Fia experiences the same benefit, but also mentions that it is important to ensure the contract can evolve to include necessary functionality as needs change. “It is important to know what you’re getting and have efficient processes in place to make sure you can add new functionality to the contract as our needs change with time,” she says.
The times change, the world changes. As such, the service must change.
Gustav and Johan are very keen to implement new functionalities and AI-based technology into BFT. This is a development that will require a close dialogue with Sectra as a full-service provider. “Because of Sectra’s full responsibility, including the system availability, any additions of third-party applications to BFT need to be agreed upon and carried out together with Sectra,” says Johan.
Gustav explains further:
“Sectra guarantees the uptime of BFT through strict service level agreements (SLAs) connected to fines if they cannot be met.

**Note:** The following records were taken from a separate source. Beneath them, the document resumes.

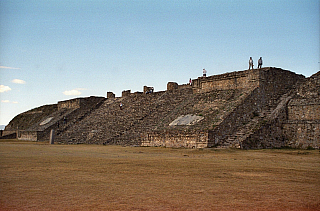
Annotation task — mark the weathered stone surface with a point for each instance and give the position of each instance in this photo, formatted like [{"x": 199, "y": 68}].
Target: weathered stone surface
[
  {"x": 264, "y": 108},
  {"x": 188, "y": 119}
]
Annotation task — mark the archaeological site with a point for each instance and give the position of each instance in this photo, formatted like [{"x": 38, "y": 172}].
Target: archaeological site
[{"x": 250, "y": 109}]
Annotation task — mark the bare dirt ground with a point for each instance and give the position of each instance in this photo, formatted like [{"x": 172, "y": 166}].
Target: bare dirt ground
[{"x": 35, "y": 176}]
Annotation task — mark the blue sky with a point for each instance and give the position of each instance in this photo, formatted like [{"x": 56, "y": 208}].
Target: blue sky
[{"x": 53, "y": 50}]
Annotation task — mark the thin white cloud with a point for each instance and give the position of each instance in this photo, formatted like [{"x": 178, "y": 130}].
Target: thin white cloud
[
  {"x": 18, "y": 81},
  {"x": 4, "y": 88},
  {"x": 11, "y": 68},
  {"x": 8, "y": 101},
  {"x": 73, "y": 92}
]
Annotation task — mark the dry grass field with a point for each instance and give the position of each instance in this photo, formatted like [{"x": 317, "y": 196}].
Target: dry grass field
[{"x": 37, "y": 176}]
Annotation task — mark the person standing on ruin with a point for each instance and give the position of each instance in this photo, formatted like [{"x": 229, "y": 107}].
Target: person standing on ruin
[
  {"x": 204, "y": 72},
  {"x": 250, "y": 63},
  {"x": 260, "y": 63}
]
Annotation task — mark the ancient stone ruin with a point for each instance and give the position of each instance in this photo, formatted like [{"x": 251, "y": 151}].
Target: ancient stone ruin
[{"x": 260, "y": 108}]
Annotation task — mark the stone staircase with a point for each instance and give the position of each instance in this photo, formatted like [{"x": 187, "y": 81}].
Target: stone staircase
[
  {"x": 111, "y": 125},
  {"x": 269, "y": 112}
]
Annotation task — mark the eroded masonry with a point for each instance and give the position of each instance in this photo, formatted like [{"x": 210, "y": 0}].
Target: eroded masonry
[{"x": 260, "y": 108}]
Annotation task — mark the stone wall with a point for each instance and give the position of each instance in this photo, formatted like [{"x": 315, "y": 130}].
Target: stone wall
[
  {"x": 69, "y": 104},
  {"x": 126, "y": 93},
  {"x": 79, "y": 102},
  {"x": 234, "y": 80},
  {"x": 304, "y": 109},
  {"x": 28, "y": 135},
  {"x": 110, "y": 95},
  {"x": 302, "y": 134},
  {"x": 176, "y": 140}
]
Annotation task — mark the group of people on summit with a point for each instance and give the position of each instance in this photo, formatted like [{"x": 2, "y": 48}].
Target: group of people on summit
[{"x": 251, "y": 63}]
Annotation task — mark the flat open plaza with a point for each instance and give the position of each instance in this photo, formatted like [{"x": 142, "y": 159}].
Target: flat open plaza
[{"x": 37, "y": 176}]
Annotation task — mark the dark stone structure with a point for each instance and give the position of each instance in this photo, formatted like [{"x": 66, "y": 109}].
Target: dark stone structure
[{"x": 261, "y": 108}]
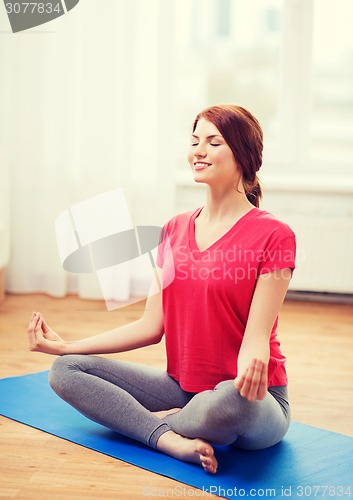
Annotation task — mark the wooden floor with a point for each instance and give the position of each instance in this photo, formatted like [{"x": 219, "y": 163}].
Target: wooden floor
[{"x": 318, "y": 342}]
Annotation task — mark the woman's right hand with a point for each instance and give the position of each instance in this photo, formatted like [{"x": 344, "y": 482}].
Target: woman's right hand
[{"x": 41, "y": 338}]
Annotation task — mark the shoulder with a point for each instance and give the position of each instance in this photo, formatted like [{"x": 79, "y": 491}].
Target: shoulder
[
  {"x": 269, "y": 223},
  {"x": 180, "y": 220}
]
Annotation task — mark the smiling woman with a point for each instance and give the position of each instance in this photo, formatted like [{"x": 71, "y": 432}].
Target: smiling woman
[
  {"x": 225, "y": 381},
  {"x": 238, "y": 135}
]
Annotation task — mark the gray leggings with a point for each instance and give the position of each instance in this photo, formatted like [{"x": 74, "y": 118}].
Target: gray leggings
[{"x": 122, "y": 395}]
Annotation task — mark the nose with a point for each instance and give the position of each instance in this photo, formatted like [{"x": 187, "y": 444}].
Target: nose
[{"x": 200, "y": 151}]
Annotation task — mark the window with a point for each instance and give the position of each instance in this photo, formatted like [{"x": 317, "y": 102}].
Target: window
[{"x": 289, "y": 62}]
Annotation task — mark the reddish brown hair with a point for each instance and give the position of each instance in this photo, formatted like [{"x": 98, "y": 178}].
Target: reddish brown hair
[{"x": 243, "y": 134}]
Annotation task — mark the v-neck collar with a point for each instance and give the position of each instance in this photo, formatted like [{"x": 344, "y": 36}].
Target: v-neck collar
[{"x": 192, "y": 239}]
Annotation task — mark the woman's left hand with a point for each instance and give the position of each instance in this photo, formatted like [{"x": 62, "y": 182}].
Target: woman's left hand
[{"x": 252, "y": 384}]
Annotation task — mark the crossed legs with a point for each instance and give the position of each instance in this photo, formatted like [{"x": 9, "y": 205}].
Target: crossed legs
[{"x": 126, "y": 398}]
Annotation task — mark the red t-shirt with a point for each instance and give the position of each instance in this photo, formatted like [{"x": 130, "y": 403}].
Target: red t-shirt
[{"x": 207, "y": 295}]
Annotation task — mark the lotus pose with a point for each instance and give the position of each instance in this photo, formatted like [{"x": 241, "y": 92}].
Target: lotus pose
[{"x": 225, "y": 268}]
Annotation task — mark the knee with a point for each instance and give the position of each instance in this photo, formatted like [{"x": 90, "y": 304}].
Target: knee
[{"x": 59, "y": 372}]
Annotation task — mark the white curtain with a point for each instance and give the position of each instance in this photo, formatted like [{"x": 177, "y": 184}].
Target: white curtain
[{"x": 88, "y": 106}]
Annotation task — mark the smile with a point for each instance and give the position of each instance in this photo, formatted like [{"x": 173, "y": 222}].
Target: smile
[{"x": 201, "y": 165}]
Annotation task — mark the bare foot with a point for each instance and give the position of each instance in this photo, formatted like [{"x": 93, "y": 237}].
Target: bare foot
[
  {"x": 164, "y": 413},
  {"x": 188, "y": 450}
]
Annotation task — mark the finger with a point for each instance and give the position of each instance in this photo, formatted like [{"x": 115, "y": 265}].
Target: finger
[
  {"x": 256, "y": 378},
  {"x": 239, "y": 381},
  {"x": 247, "y": 381},
  {"x": 262, "y": 391}
]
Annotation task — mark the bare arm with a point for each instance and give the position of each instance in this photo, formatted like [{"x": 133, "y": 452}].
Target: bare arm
[
  {"x": 254, "y": 353},
  {"x": 145, "y": 331}
]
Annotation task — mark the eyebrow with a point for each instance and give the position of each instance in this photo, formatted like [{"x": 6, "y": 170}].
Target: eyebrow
[{"x": 208, "y": 137}]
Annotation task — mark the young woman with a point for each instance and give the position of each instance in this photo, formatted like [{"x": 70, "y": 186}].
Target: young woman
[{"x": 225, "y": 381}]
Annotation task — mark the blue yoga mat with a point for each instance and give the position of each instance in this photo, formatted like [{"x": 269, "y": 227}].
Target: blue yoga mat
[{"x": 308, "y": 463}]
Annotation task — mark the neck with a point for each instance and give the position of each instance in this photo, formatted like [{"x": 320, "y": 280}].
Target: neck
[{"x": 221, "y": 206}]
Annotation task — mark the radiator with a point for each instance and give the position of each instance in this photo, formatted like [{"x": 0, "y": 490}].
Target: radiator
[{"x": 324, "y": 253}]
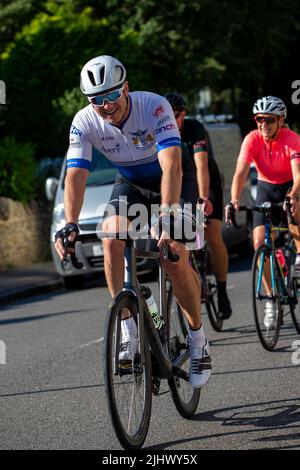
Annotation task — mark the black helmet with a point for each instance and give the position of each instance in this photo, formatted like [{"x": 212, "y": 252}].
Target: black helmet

This is an insurance we can give to the connected providers and a major benefit of the service model. To keep this advantage of a SaaS delivery, we engage in a close dialogue with Sectra as to which applications are appropriate to integrate, since these applications might jeopardize the system’s uptime.”
From Sectra’s perspective, Region Stockholm was at the forefront when they decided to purchase BFT as a SaaS. Based on the benefits created by allowing healthcare providers to refocus on their core business—providing patient care, not IT—there is now a clear industry trend towards buying IT systems based on full-service contracts.
Today, Region Stockholm is at the forefront when it comes to enterprise imaging and utilizing a single region-wide system for all medical images. Looking to the future, they see many areas where BFT can further contribute to better patient care and research within the region.
“Having one joint image archive containing all images and patient information offers huge potential for the future,” says Johan. For example, he mentions that BFT has the potential to contribute significantly to research by allowing for data withdrawals of images produced by many different providers and different modalities. He adds: “This becomes especially valuable since the images are linked to patient information and outcome data from the electronic medical record, EMR.”
Johan also explains the potential of implementing AI. “The collected data in BFT is a goldmine for training and implementing AI and for providing applications such as business analytics. We can analyze patient flows and behaviors, research utilization, predict workloads, etc., all of which can help us understand and optimize our operations at a completely new level.”
The biggest strength of BFT is that it includes images from both private and public providers.
Looking ahead, Gustav mentions the potential of starting to apply AI to the image data within BFT to analyze pixels in the images instead of using metadata. “This kind of ‘smartness’ could allow cases to be prepared before specialists receive them, such as highlighting potential findings, which would save significant amounts of work and reduce the risk of errors.”
Johan also explains how he believes BFT could be leveraged by connecting it to central registries: “We can use BFT to enforce national or regional guidelines, such as report templates that need to be automatically populated for a specific examination type or finding.”
Kristine and Fia both see a future in which BFT can reduce the number of IT systems required by each provider and instead run the systems centrally. “This would reduce costs and the administrative burden considerably,” Fia says.
As the interviews come to an end, we ask what advice they would give to other providers about to embark upon a similar journey. Their responses were surprisingly similar.
There must be financial incentives for providers to connect to and use the service.
Find politically powerful champions inside the organizations who can act as messengers. Bring in someone external to introduce new ways of thinking.
Lastly, Johan finishes by saying:
“Be persistent and open to new ways of thinking—that’s the way to succeed with a change like this.”